Prevert küçük yaşlardan itibaren drama eleştirmeni olan babası ile tiyatroya gitmeye başlamış, annesinden okuma sevgisini almıştır. 15 yaşında ilköğretimini tamamlamasından sonra okulu bırakır ve bir mağazada çalışmaya başlar. 1918 yılında, Birinci Dünya Savaşı sonrası askere alınır, 1919’da işgal askeri olarak İstanbul’a gelir. Hıfzı Topuz 1960 yılında Prevert ile Paris’te yaptığı görüşmeyi şu cümleler ile anlatır:
“Jak Prevert’e telefon ettim. “İstanbul’dan geliyorum, Abidin’in arkadaşıyım (Dino), sizinle görüşmek isterim.” dedim. Görüştük. Kapıyı çaldım, bir kız açtı, sonra Prevert atlet fanilası ve şarap kadehiyle. İstanbul’u çok seviyormuş. Meğer Prevert 1919’da İstanbul’a gelmiş, işgal askeri olarak. “Ben işgal askeri olarak görev alacak insan değilim.” diyordu.”

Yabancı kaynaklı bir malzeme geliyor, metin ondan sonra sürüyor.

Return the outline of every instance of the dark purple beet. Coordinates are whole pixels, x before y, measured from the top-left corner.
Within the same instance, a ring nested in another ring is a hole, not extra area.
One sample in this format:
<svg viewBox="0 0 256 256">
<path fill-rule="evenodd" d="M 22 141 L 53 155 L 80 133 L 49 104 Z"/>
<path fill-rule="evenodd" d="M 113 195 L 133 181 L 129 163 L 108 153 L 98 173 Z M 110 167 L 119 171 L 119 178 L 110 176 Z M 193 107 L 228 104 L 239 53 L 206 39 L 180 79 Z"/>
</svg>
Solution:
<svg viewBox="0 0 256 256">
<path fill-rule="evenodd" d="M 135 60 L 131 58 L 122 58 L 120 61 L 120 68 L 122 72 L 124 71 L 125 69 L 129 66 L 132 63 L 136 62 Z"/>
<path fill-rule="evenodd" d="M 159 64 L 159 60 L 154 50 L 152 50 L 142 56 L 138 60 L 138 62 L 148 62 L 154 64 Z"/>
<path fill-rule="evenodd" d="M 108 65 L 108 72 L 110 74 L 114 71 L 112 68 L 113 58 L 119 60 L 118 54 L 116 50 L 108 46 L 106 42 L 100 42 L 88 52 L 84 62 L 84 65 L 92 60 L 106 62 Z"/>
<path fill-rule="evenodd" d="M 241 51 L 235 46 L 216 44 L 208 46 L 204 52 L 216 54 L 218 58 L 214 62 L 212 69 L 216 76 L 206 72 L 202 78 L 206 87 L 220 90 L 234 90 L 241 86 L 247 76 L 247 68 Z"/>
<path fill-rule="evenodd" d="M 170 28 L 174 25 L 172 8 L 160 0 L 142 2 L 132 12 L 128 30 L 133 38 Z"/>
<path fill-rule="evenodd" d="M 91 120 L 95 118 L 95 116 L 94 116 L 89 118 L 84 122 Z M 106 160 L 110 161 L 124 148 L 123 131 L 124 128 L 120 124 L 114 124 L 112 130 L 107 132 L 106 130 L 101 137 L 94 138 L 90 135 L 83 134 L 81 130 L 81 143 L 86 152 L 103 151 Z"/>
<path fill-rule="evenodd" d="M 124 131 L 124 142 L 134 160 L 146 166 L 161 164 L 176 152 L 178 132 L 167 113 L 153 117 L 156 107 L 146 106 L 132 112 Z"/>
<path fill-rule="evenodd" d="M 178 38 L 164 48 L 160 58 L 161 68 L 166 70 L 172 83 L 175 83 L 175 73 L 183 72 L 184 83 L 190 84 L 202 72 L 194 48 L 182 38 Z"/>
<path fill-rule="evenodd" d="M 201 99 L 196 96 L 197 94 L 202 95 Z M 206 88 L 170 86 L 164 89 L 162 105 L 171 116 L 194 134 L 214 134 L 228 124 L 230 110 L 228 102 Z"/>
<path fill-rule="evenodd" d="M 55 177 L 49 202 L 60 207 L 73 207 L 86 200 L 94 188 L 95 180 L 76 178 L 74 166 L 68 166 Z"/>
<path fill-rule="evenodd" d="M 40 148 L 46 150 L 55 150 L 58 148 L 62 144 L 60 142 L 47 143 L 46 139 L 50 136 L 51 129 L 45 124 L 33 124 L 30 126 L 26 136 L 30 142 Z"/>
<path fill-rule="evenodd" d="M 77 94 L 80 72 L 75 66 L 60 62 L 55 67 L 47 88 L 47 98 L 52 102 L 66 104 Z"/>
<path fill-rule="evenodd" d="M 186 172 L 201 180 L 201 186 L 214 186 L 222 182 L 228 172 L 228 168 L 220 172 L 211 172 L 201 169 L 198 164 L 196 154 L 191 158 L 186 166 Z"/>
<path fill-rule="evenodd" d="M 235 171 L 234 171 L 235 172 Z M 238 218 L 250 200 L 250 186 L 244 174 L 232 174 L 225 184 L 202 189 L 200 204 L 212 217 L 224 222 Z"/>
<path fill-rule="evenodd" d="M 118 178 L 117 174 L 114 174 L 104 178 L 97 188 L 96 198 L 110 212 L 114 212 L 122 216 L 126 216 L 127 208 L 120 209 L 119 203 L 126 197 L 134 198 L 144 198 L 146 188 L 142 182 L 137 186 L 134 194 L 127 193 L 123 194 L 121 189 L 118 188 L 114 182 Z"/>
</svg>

Sabahattin Eyuboğlu şu satırlarla anlatıyor bu büyük ozanı:
“Kimi ozanlar hem bütün insanlara seslenir hem de çevrelerinin havasını, kokusunu yitirmez, yaşadıkları sokağın diline, deyişine sıkı sıkıya bağlı kalırlar. Böyleleri çokluk özentisizce, rahatça, oynarca ozan oluverenlerdir. Evrenselliklerinde de yerliliklerinde de ıkınıp sıkınma yoktur. Kendileri kalarak herkesin sözcüsü olurlar. Şaka ederken derinlere iner, derinlerde dolaşırken şaka eder gibidirler. Çocuksu bir dille insanlığın dramını söyler, insanlığın dramını anlatırken çocuksu bir hal takınırlar. Böylesi ozanları çok ciddi üniversite hocaları, ya da çok ciddi eleştirmeciler ciddiye almaz, onlar da o çok ciddi üniversitelileri, ya da o çok ciddi eleştirmecileri ciddiye almazlar. Prevert böylesi ozanlardandır. Beyinleri yüreklerindedir böylelerinin. Düşünceleri bir türkü, türküleri bir düşünce gibidir. Asık yüzlü sakallılara karşı güler yüzlü çocuklardan, gösterişli kartallara karşı cıvıl cıvıl serçelerden, para babalarına karşı fakir fukaradan yanadırlar. Sıcak salonlarda üşür, soğuk sokaklarda ısınırlar. Şiir insan kovanları içinde oluşan bir baldır onlar için, bir halk türküsüdür her şeyden önce.”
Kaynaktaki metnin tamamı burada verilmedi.